TRAVEL JOBS LOST, MORE FLIGHTS CUT
VIRGIN Australia is likely to cut more domestic flights and regional airline Rex will only operate passenger services in Queensland as a virus-spooked nation bunkers down amid new travel and trading restrictions.
Travel firm Helloworld has meanwhile announced it will be sacking 275 people across its global network, while it will stand down another 1300 workers from 5pm tonight for at least the 10 weeks to June.
That’s 65 per cent of the company’s workforce.
Air and travel firms have been among the hardest hit by the coronavirus pandemic as demand plummets amid government-imposed bans and calls for increased social isolation measures.
Virgin yesterday said it expects its domestic schedule to suffer a material impact as a result of new federal and state government travel restrictions at the weekend.

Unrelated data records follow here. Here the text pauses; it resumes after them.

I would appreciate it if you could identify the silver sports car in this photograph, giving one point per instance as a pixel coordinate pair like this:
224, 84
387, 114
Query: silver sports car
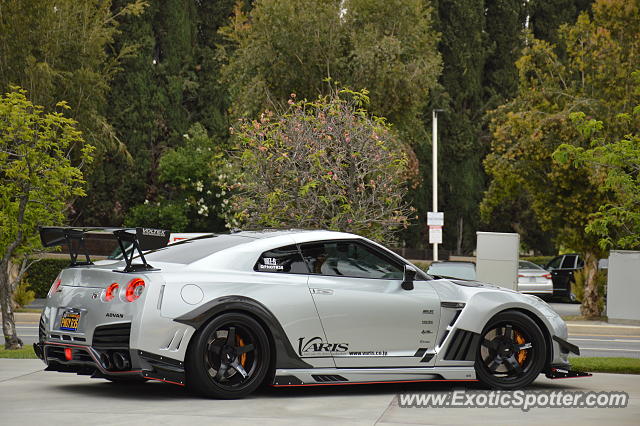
223, 314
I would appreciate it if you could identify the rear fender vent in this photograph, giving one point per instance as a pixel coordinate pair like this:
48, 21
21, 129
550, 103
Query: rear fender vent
112, 336
323, 378
42, 331
463, 346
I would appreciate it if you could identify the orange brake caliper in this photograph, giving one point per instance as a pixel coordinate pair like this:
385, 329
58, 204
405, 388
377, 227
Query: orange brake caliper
521, 355
243, 357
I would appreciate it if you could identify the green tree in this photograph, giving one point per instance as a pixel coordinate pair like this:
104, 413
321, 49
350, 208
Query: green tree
191, 199
615, 169
57, 49
463, 50
546, 16
170, 84
322, 164
65, 49
593, 74
37, 181
283, 47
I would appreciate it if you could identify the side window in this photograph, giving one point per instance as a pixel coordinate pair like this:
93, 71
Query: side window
284, 260
349, 259
555, 263
569, 262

The beleaguered airline will provide more information in the coming days.
Virgin has already reduced domestic capacity across Virgin and Tigerair brands by 50 per cent and ceased its international operations in response to tightening quarantine measures.
Ratings agency Moody’s on Friday downgraded Virgin’s credit rating to B3 from B2 and placed it on review for further downgrade.
Meanwhile, regional airline Rex yesterday announced the cessation of passenger services in all states but Queensland.
Rex — which was already preparing for a 45 per cent reduction in capacity — said its passenger operations will halt everywhere but in Queensland from April 6 unless federal and state governments are willing to underwrite the losses.
Rex deputy chairman John Sharp said government’s $715 million rescue package for airlines last week would only cover a tenth of the $10 million monthly losses Rex expected if it were to maintain a reduced schedule.
Flight Centre meanwhile entered a voluntary trading suspension until at least March 30 as it works through the continued impact on its business.
The company yesterday cancelled its interim dividend to shareholders that was due in April.